Contributor Spotlight: @cculber2

Within this community, the Tiller Money team is constantly impressed with your insights, creativity, and generosity. We have decided to celebrate some of your exceptional contributions with a Contributor Spotlight recognition.

This week we recognize @cculber2.

Early on, @cculber2 expressed interest and offered feedback on the new Savings Budget. I was especially appreciative when he dove into a manual, early-draft of a migration tool that I had shared in this community.

Not only did @cculber2 flag a few bugs in the migration scripts, he really dug into the structure of the migration tool and offered several concrete, ready-to-implement improvements to the tool that made the whole process more robust and seamless.

When we created the Tiller Money community last year, we had hoped that it would be a collaborative space where we could share and workshop concepts with engaged and creative personal-finance aficionados whose diverse experiences would make our solutions better. Collaborating on the Savings Budget migrator with @cculber2 is a great example of this aspiration coming to life.

Thank you, @cculber2, for all that you do in this community.

Q&A with @cculber2

Why and how did you switch to Tiller? What were your goals?

I found Tiller Money the way anyone finds anything on the Internet: A Google search! I have been using Mint to manage my finances for nearly 10 years, and I added Personal Capital to the mix around 3 years ago. Both have been very helpful in keeping me more in tune with my finances and savings, but I have been looking for something that could provide more control and access to my financial data.

I began my migration to using Tiller Money at the end of July, first using the Foundation template, and then the older Envelope Budget template. Towards the end of August, I caught wind of the new Savings Budget template that is in development and it became a quick favorite. I now have 10 years of categorized transactions, and I’ve retroactively added budget periods back to January 2019 using the new template!
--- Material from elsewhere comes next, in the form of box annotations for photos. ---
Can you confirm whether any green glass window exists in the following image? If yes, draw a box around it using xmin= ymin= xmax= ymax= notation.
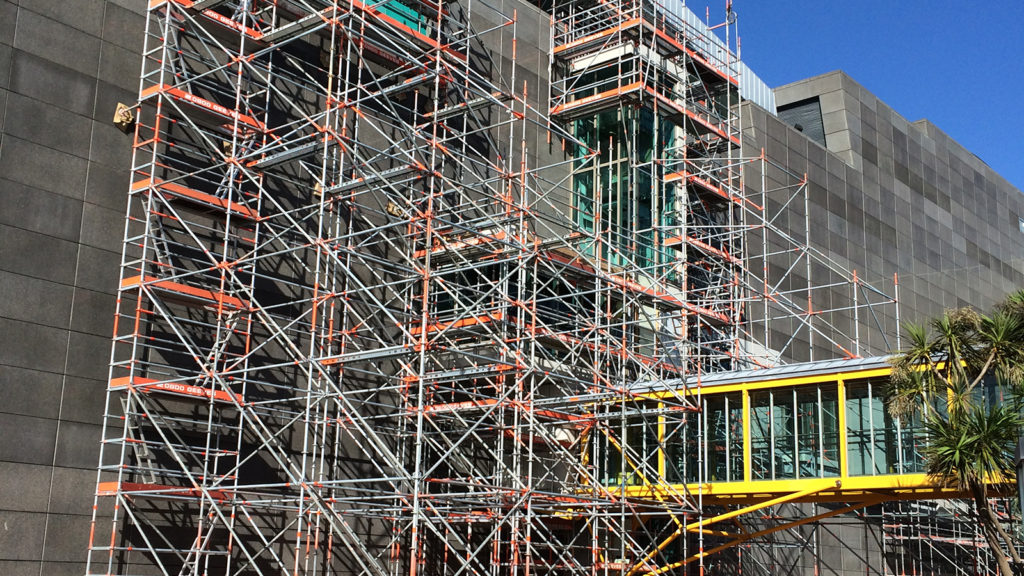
xmin=846 ymin=379 xmax=925 ymax=476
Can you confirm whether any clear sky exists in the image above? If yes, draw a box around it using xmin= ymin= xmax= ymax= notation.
xmin=708 ymin=0 xmax=1024 ymax=191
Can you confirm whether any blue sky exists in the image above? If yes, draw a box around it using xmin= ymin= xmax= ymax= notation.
xmin=716 ymin=0 xmax=1024 ymax=191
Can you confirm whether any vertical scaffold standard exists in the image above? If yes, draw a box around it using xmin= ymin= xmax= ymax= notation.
xmin=88 ymin=0 xmax=897 ymax=576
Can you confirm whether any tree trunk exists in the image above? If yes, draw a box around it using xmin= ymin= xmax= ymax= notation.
xmin=971 ymin=485 xmax=1014 ymax=576
xmin=985 ymin=499 xmax=1024 ymax=566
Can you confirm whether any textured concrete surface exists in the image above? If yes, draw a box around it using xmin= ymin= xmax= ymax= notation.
xmin=0 ymin=0 xmax=144 ymax=576
xmin=0 ymin=0 xmax=1024 ymax=576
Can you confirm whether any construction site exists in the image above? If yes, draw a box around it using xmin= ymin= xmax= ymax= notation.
xmin=0 ymin=0 xmax=1016 ymax=576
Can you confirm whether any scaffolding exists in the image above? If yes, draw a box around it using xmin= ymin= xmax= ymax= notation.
xmin=87 ymin=0 xmax=905 ymax=576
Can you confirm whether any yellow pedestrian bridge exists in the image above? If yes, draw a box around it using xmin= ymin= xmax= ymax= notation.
xmin=584 ymin=358 xmax=1011 ymax=576
xmin=588 ymin=358 xmax=997 ymax=507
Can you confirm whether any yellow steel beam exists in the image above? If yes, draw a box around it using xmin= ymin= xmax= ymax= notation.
xmin=626 ymin=480 xmax=842 ymax=576
xmin=650 ymin=498 xmax=885 ymax=576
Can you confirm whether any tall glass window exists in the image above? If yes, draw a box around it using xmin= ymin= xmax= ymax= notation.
xmin=592 ymin=410 xmax=659 ymax=486
xmin=572 ymin=107 xmax=675 ymax=266
xmin=846 ymin=379 xmax=925 ymax=476
xmin=703 ymin=393 xmax=743 ymax=482
xmin=751 ymin=382 xmax=840 ymax=480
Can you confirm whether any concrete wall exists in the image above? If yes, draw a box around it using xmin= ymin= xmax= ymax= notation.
xmin=770 ymin=72 xmax=1024 ymax=327
xmin=0 ymin=0 xmax=144 ymax=576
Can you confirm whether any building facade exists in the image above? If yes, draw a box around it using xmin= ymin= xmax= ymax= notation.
xmin=0 ymin=0 xmax=1024 ymax=575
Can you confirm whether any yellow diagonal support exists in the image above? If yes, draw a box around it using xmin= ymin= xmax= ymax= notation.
xmin=626 ymin=480 xmax=843 ymax=576
xmin=650 ymin=497 xmax=886 ymax=576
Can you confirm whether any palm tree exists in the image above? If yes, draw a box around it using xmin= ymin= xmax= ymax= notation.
xmin=887 ymin=291 xmax=1024 ymax=576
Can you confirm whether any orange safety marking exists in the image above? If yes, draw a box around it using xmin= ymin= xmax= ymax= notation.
xmin=150 ymin=0 xmax=263 ymax=40
xmin=665 ymin=231 xmax=742 ymax=264
xmin=110 ymin=376 xmax=245 ymax=404
xmin=643 ymin=20 xmax=739 ymax=86
xmin=644 ymin=86 xmax=739 ymax=146
xmin=131 ymin=177 xmax=259 ymax=220
xmin=139 ymin=84 xmax=266 ymax=132
xmin=545 ymin=252 xmax=729 ymax=322
xmin=551 ymin=81 xmax=642 ymax=116
xmin=665 ymin=170 xmax=764 ymax=211
xmin=121 ymin=276 xmax=249 ymax=310
xmin=551 ymin=18 xmax=642 ymax=54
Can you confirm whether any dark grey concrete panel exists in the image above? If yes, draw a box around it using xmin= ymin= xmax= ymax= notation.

What feature is a game changer for you?

In moving to the Envelope Budget and then Savings Budget templates, rollover and zero-sum budgeting have been a major paradigm shift for my finances.

Mint does not support envelope budgeting, and while it supports category rollover, it has no flexibility to reallocate savings from one category to another. Its savings goals are also limited by being balance-driven (i.e. a separate account is required to track each savings goal). Tiller Money addresses this by treating savings as rollover budgeted expenses.

Moving from the mindset of “do I have extra money to spend on X” to “have I put all of my income towards expenses and savings” has been a complete paradigm shift and has given me new confidence in my spending and savings.

What spreadsheet are you most proud of?

I would have to say that I am most proud of the Savings Budget template spreadsheets. For the game-changer reasons mentioned above, it has given me greater control of my finances, and its beta status has given me extra motivation to dig into its inner workings and address any bugs or potential improvements. I feel extremely fortunate that I have been able to make some contributions to the development process and see those changes implemented.

If the Tiller Money team or the community could grant you one wish, what would it be?

If there was one new feature I could have rolled into Tiller Money, it would be investment tracking and analysis. That is what initially drew me to Personal Capital, and is the only reason I still sign in to it today. I think the spreadsheet format is the perfect platform for investment tracking, and I would love to have that functionality integrated into my spreadsheets.